Metric Name RegEx Replacement doesn't work with JMX
julianblack opened this issue · 2 comments
My goal, like others before me, has been to replace all of the metrics on the pushgateway each time a new instance of the application runs. I.e. no reference to the application id & no rand ints generated in the metrics names.
I achieved this by doing three things:
- Changing the
spark.metrics.namespace
to the app name. - Using
*.sink.prometheus.metrics-name-capture-regex
,*.sink.prometheus.metrics-name-replacement
to replace rand int and application id. FYI:(application_.*?_.*?_|.*spark_streaming_.*?_.*?_.*?_.*?_.*?_.*?)(.+)
- Using the
group-key
to remove the instance label
The problem is, step no. 2 (*.sink.prometheus.metrics-name-capture-regex
, *.sink.prometheus.metrics-name-replacement
) only seems to work when jmx collection is disabled. Otherwise it is ignored.

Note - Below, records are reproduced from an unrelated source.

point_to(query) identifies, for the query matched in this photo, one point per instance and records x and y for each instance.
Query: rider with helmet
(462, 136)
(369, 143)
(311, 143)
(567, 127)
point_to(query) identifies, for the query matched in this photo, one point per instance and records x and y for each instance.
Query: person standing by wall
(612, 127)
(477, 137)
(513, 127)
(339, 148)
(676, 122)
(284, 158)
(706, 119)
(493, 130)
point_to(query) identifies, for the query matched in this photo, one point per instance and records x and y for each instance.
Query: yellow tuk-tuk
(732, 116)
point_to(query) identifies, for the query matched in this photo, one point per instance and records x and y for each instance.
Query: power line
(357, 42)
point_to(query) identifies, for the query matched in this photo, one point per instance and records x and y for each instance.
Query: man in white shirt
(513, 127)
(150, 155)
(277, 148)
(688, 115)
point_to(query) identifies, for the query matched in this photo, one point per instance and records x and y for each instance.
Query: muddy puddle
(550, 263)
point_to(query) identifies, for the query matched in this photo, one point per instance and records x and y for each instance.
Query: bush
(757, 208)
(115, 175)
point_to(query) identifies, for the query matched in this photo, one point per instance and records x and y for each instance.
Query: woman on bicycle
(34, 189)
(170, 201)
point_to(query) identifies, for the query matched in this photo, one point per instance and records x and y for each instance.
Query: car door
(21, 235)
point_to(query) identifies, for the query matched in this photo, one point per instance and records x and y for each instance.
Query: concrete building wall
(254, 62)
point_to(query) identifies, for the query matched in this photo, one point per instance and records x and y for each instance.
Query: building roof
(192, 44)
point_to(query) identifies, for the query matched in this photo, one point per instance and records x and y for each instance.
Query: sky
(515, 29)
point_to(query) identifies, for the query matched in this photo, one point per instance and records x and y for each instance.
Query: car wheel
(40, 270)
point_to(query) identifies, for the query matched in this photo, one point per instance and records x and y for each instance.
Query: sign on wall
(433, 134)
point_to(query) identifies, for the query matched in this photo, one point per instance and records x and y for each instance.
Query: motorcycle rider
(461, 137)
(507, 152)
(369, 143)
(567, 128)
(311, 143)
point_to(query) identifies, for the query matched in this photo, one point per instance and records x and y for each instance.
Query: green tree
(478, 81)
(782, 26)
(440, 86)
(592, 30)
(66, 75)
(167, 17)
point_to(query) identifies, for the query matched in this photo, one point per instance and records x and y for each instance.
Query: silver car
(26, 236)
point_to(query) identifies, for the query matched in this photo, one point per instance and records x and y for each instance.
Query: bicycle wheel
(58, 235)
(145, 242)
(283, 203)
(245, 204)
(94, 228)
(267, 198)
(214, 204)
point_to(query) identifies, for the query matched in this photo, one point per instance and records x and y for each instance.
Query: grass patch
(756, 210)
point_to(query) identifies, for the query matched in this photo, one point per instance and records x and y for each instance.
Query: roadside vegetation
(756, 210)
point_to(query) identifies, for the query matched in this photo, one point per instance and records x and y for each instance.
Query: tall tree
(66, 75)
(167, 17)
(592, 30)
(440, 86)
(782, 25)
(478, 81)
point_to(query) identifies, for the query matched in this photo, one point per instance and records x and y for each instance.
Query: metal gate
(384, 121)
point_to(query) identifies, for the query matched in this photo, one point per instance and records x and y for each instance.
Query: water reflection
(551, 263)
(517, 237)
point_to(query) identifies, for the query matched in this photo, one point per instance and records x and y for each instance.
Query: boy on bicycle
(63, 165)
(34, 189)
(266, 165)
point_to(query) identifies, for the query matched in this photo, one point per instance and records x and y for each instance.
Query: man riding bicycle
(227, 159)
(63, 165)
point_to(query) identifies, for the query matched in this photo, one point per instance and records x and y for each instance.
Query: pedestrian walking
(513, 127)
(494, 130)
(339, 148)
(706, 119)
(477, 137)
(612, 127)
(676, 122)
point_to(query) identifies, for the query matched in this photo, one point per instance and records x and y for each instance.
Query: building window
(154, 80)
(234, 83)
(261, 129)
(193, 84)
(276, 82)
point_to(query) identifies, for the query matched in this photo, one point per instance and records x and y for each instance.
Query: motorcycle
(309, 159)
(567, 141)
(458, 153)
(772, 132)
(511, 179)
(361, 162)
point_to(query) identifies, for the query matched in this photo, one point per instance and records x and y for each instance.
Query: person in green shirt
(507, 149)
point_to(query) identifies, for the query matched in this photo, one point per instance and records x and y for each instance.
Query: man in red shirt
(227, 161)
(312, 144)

JMX collection gives many valuable stats (specifically for my application Hadoop S3A file system metrics, and Kafka producer metrics. )
Is this an oversight? a bug? Or intended behavior?

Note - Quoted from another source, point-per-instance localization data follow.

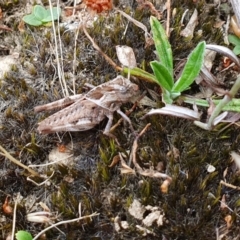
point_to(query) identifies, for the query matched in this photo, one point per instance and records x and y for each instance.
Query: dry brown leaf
(228, 220)
(6, 207)
(115, 161)
(223, 203)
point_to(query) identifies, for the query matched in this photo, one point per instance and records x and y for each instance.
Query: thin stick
(229, 185)
(14, 217)
(135, 146)
(6, 154)
(108, 59)
(168, 5)
(64, 222)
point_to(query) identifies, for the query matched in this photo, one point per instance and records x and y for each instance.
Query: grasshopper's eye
(123, 89)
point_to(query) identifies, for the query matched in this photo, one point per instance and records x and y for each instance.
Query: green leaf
(140, 73)
(32, 20)
(23, 235)
(166, 97)
(40, 12)
(163, 47)
(234, 39)
(56, 13)
(236, 50)
(164, 78)
(191, 69)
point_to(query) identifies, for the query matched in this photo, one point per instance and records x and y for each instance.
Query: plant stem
(227, 98)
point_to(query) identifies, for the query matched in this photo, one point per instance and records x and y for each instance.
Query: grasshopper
(84, 111)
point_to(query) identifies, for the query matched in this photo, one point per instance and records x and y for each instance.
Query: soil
(195, 205)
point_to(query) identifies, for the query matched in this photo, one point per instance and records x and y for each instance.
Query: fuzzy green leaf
(166, 97)
(191, 69)
(140, 73)
(234, 39)
(32, 20)
(164, 78)
(23, 235)
(163, 47)
(236, 50)
(40, 12)
(56, 13)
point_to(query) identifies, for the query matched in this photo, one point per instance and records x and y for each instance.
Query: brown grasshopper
(88, 110)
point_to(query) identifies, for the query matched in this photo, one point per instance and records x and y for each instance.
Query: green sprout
(235, 41)
(41, 16)
(163, 69)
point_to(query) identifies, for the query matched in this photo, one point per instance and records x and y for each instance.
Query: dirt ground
(200, 201)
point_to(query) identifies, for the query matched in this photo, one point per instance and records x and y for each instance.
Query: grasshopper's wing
(59, 103)
(80, 116)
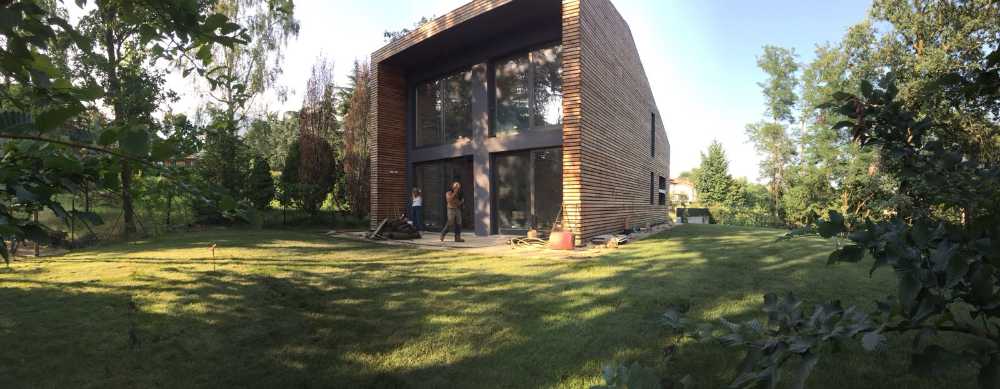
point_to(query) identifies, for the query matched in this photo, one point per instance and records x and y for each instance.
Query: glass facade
(524, 95)
(528, 189)
(444, 110)
(528, 91)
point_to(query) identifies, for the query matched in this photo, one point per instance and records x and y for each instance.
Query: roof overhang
(474, 23)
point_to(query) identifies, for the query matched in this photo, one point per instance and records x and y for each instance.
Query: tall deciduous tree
(130, 38)
(271, 136)
(317, 171)
(771, 136)
(356, 159)
(713, 181)
(260, 184)
(246, 71)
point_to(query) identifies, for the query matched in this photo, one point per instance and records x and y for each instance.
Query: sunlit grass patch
(290, 309)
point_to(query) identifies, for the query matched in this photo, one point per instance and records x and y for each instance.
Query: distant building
(182, 162)
(682, 192)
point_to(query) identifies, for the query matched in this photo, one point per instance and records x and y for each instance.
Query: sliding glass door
(434, 179)
(528, 190)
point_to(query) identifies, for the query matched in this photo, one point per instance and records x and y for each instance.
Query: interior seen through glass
(528, 190)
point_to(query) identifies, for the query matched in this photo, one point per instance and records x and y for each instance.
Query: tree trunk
(170, 202)
(128, 213)
(114, 89)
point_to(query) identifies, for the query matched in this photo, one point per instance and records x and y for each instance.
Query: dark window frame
(662, 196)
(651, 183)
(442, 90)
(532, 206)
(492, 92)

Much appreciate the replies.
That seems to be an oversight.
Have you tried to achieve the metric name replacement through the jmx exporter config you provided to the sink? (see as en example https://github.com/prometheus/jmx_exporter/blob/master/example_configs/spark-3-0.yml)
Thanks @stoader. This is a good work around to achieve all the replacement needs.